Coming off as a futuristic combination of Godspeed You! Black Emperor and Sigur Ros, Belgian post-rock act Battlestations made an impressive statement with their debut last year. Most importantly- and though one would not think it when I've just compared them to two of their genre's biggest bands- Battlestations had a fresh sound, and that was more than enough to sell me. 'In A Cold Embrace' comes not a year since their first spin, and as is usually the case with sophomoric albums, Battlestations have tightened and matured the themes they innovated the first time around. In their case however, these Belgians have managed to shift their music from mere excellence into the realm of mastery. Although this ambient expression still contends with some of the debut's shortcomings, Battlestations have never sounded so powerful.

Although 'In A Cold Embrace' has been broken into five tracks, this seems more for the sake of listening convenience. Much like the self-titled Battlestations, 'In A Cold Embrace' flows as were it a single, unabated journey. Perhaps where Battlestations most distinguishes themselves is with their devotion to ambiance, or subtlety-focused expression. There is a delicate touch of melody, but the glory of Battlestations lies in their attention to texture. Even at their most mellowed and relaxed, there is a wealth of sonic layers, each wonderfully mixed upon the other. Despite this depth of arrangement, the composition restrains itself from taking the traditional, 'explosive climax' approach with their build ups; even the dramatic pay-offs feel introspective and subtle! Granted, this meticulously moderated approach to songwriting will find some listeners yearning for a busier sound, but it makes the moments when the music does 'explode' all the more meaningful and thunderous.

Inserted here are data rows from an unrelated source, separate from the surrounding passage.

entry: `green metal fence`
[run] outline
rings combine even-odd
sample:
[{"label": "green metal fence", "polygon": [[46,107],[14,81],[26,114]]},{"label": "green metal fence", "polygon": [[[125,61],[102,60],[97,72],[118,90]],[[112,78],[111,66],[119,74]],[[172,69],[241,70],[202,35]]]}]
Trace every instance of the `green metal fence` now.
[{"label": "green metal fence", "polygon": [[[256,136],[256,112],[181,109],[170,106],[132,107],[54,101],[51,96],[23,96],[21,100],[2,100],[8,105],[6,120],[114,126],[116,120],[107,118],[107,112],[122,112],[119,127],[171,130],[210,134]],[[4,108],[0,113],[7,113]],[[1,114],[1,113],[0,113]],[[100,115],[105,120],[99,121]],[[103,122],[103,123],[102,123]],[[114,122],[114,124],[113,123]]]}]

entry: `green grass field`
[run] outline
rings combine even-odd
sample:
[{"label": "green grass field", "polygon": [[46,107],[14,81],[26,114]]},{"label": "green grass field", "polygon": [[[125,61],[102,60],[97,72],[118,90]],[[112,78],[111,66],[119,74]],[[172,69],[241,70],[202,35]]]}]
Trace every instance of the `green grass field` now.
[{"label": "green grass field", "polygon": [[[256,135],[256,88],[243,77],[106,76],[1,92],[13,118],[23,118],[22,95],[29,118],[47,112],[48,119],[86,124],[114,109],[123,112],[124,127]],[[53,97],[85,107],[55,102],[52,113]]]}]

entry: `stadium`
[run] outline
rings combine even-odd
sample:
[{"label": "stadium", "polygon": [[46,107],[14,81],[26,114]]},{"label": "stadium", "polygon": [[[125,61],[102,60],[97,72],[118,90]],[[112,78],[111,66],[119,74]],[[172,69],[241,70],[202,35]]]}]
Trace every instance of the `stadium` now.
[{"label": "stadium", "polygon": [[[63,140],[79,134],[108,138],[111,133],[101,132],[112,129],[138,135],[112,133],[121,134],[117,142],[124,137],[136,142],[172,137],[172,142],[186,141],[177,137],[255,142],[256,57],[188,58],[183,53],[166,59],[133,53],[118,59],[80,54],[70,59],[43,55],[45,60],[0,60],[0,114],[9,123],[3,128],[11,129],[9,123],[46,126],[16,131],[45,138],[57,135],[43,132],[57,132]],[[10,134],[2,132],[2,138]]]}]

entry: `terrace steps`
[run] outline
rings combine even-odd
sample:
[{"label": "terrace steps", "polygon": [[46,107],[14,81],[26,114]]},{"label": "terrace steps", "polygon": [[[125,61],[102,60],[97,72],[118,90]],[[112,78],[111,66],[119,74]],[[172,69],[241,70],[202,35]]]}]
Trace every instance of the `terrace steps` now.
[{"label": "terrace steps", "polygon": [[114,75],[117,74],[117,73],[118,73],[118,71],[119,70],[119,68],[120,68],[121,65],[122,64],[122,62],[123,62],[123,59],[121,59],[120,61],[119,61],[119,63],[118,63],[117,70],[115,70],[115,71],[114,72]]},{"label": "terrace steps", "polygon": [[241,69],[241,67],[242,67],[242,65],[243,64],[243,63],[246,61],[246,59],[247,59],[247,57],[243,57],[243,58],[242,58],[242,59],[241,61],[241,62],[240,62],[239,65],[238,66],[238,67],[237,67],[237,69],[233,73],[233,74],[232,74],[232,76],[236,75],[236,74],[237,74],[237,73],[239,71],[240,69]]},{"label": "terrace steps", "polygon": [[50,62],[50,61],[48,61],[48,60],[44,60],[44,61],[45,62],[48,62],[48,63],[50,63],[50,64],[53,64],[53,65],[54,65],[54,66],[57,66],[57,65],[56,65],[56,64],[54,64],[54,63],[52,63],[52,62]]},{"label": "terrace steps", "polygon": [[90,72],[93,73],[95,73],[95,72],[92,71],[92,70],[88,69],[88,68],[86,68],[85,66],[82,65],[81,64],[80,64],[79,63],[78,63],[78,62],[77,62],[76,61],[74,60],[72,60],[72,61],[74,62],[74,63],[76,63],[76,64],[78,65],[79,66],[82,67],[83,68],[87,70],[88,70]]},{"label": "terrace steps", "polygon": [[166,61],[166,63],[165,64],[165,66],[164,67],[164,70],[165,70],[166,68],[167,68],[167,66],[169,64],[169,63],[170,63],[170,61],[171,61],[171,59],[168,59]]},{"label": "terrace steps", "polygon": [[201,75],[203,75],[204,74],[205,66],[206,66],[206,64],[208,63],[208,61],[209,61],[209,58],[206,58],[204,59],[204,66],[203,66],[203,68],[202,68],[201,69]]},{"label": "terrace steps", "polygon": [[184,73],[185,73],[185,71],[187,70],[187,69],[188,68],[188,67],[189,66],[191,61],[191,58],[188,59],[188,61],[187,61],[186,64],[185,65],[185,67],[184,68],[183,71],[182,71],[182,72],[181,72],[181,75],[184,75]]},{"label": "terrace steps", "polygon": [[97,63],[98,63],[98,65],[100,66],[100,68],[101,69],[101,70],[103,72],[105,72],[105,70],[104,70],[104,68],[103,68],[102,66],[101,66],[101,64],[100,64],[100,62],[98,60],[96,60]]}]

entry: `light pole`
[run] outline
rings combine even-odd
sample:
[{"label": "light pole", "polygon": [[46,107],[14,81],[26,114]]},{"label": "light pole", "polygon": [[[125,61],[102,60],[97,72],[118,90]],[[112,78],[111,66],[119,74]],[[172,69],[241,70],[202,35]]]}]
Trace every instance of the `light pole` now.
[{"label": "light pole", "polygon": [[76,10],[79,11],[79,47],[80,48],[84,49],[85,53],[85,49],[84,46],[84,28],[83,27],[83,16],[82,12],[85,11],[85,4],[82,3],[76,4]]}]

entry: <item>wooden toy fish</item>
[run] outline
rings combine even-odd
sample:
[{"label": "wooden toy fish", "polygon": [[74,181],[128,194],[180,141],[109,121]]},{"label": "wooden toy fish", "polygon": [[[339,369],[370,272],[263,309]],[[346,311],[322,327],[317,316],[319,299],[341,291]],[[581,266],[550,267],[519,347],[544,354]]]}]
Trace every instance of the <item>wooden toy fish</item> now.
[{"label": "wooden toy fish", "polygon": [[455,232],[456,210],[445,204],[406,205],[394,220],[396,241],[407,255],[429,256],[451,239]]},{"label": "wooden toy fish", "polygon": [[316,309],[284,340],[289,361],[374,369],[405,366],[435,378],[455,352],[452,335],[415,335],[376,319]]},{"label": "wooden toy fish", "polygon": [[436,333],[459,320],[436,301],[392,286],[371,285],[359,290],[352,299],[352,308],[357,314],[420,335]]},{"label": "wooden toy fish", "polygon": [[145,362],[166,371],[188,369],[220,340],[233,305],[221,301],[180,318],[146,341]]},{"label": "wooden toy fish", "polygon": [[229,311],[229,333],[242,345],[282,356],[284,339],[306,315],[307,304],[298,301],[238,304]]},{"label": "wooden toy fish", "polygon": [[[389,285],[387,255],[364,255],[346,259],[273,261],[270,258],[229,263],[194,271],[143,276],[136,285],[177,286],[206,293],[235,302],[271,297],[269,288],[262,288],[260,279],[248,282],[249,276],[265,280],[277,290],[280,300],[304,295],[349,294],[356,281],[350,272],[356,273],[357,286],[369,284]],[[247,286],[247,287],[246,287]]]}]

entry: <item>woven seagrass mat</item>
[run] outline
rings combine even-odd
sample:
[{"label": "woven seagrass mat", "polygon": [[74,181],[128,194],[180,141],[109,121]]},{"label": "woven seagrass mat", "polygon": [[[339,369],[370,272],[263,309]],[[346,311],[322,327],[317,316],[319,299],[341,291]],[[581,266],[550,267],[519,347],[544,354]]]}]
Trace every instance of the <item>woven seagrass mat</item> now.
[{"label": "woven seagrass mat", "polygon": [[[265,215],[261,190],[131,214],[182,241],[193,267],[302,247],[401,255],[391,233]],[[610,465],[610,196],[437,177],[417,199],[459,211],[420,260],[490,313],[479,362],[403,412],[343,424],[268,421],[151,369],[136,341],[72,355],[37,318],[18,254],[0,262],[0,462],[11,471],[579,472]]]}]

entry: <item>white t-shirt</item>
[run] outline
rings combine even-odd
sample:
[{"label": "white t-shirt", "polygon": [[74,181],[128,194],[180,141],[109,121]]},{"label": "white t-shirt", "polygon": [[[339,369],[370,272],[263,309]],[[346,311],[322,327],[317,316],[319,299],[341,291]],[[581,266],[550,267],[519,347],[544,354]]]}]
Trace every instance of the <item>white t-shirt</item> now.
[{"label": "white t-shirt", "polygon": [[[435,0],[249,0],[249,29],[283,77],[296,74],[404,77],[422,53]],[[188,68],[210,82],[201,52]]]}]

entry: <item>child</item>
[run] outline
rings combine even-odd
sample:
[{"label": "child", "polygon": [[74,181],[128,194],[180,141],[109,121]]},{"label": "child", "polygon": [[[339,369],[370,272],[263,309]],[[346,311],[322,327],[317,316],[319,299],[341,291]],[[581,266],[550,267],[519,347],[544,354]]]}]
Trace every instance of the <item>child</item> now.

Compared to the debut, Battlestations have sharpened up their compositions. Although the ambient doctrine has been maintained as pure as ever, the music of this band feels more memorable. Each track is a majestic sequence of episodes, taking the listener to a different shade of a vast soundscape. Post-rock in recent years has rarely sounded so fresh. Admittedly, their craft takes a fair investment of one's time to properly appreciate; 'In A Cold Embrace' makes little effort to be accessible to a listener unprepared to sit down and digest the atmosphere. The journey may be quiet, but there's more depth here than I've heard in post-rock in a long time.